2024: l’anno della democrazia
L’anno che verrà sarà cruciale: oltre 3,5 miliardi di persone si recheranno alle urne. Gli equilibri di potere che si determineranno da questo voto globale potrebbero cambiare in modo netto anche quelli del nuovo ordine mondiale che, nell’anarchia e nel caos di questi mesi, sta prendendo forma
Nel 2024 oltre 3,5 miliardi di persone si recheranno alle urne, in tutto il mondo, per eleggere un nuovo Parlamento e indicare un nuovo leader. Si terranno elezioni in quasi settanta Paesi, dagli Usa alla Russia passando per Bangladesh, India, Indonesia, Bielorussia, Taiwan, Messico e molti altri ancora. Comprese quelle Europee. Un dato storico e un record incredibile per la democrazia.

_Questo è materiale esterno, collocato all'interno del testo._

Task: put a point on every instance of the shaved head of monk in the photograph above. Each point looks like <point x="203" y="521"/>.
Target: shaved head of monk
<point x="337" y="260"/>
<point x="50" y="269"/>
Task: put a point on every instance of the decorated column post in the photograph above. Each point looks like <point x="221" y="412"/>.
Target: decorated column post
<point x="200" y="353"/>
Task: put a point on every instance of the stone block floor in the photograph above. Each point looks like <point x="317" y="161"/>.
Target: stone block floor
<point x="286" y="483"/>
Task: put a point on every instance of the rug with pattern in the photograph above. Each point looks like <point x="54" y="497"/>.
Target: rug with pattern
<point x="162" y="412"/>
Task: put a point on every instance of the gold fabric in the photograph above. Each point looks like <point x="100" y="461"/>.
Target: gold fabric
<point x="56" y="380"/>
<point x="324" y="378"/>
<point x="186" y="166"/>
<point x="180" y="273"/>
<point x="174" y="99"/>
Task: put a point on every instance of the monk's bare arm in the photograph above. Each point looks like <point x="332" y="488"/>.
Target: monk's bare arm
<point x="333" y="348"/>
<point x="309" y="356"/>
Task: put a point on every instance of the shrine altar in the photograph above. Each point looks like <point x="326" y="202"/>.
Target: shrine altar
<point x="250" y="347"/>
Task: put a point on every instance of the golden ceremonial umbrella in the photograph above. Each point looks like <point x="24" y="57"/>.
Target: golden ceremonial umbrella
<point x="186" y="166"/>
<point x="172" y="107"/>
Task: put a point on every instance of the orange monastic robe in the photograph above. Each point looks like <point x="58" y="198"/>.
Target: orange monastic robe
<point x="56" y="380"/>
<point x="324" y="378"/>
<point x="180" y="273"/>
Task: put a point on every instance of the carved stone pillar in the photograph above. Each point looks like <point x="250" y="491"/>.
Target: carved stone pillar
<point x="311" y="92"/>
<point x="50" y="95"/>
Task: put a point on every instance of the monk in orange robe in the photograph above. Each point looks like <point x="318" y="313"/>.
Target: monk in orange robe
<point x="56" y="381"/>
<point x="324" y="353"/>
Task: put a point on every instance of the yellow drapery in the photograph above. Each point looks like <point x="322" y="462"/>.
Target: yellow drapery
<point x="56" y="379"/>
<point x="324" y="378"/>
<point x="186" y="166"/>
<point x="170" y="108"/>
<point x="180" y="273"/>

Ma il concetto stesso di democrazia, a guardar bene, è a rischio un po’ ovunque nel mondo a causa dell’insorgere di autoritarismi e pulsioni reazionarie che prendono d’assalto il mondo, dall’America Latina al continente africano, sino all’Estremo Oriente.
Ciò che un tempo era appannaggio sicuro della longa manus degli Usa è oggi messo in discussione dalle aspirazioni, a vario titolo, di chi offre una valida alternativa alla Pax Americana — cinese o russa che sia.
Il bluff degli Stati Uniti – prima in Medio Oriente poi anche in Estremo Oriente – è talmente palese da aver reso opinabili i principi del diritto internazionale cui l’Occidente si appella, una volta sì una volta no, a seconda del proprio tornaconto di facciata.
Così crolla un mito. E con esso tutte le sue certezze si frantumano. Accade perciò che “the west” sia sempre meno attraente “for the rest”. E che il sud del mondo d’improvviso si rivolga a un altro interlocutore. Anche per questo la democrazia, i suoi principi, i suoi valori assoluti, perdono appeal.
Solo la crisi dell’Europa, invertebrata e senz’anima, incapace di pensare per se stessa, subalterna agli Usa, può davvero spiegare il ritorno in auge della Nato, cui oggi mezzo mondo ex sovietico nell’Est del Vecchio continente vuole aderire.
Il grande ombrello militare dell’Alleanza atlantica offre la misura di quanto l’Occidente sia più un nonnulla, una rappresentazione ideologica di un modello giunto al capolinea.
La globalizzazione ha portato più danni che benefici al mondo occidentale: favorendo il primato tecnologico cinese, svantaggiando il mercato domestico delle imprese occidentali, azzoppando con regole inutili un intero continente e, per estensione, quelli da cui dipende.
Nemmeno il cambiamento climatico è riuscito nell’impresa di donare nuovo senso a una civiltà che non ha più radici, né più riferimenti, né più parametri.
Si è detto che la Russia di Putin abbia dimostrato, con l’invasione dell’Ucraina, le sue mire neo-imperialiste, ma non c’è nulla di più neo-imperialista di aver voluto forgiare per, oltre mezzo secolo, tre quarti di mondo (peraltro senza riuscirci).
Nel più recente conflitto ucraino abbiamo sostenuto, per quasi due anni, che dovessimo armare fino al collo una nazione di cui fino a febbraio 2022 sapevamo troppo poco, senza chiederci a chi finissero quelle armi e cosa avrebbe provocato una tale azione; abbiamo agito di impulso con il nodo alla gola dinanzi al rigurgito “folle” di uno Zar in preda ad aspirazioni Hitleriane, ma non ci siamo sforzati di comprendere, pur senza giustificarle, le ragioni profonde che hanno infine generato il già complesso rebus odierno: nessun vincitore e la pace come unica sconfitta.
Per quanto riguarda il Medio Oriente post-7ottobre il rischio era che si verificasse ciò che si è verificato: l’annientamento tout court di Gaza senza alcuna strategia, se non quella (boomerang) di rinforzare le leve del terrorismo radicale in quella regione e oltre confine. Una vittoria tattica inutile; una risposta che sa quasi unicamente di vendetta, anziché di giustizia.
L’anno che verrà, pertanto, sarà cruciale poiché gli equilibri di potere che si determineranno da questo voto globale potrebbero cambiare in modo netto anche quelli del nuovo ordine mondiale che, nell’anarchia e nel caos di questi mesi, sta prendendo forma.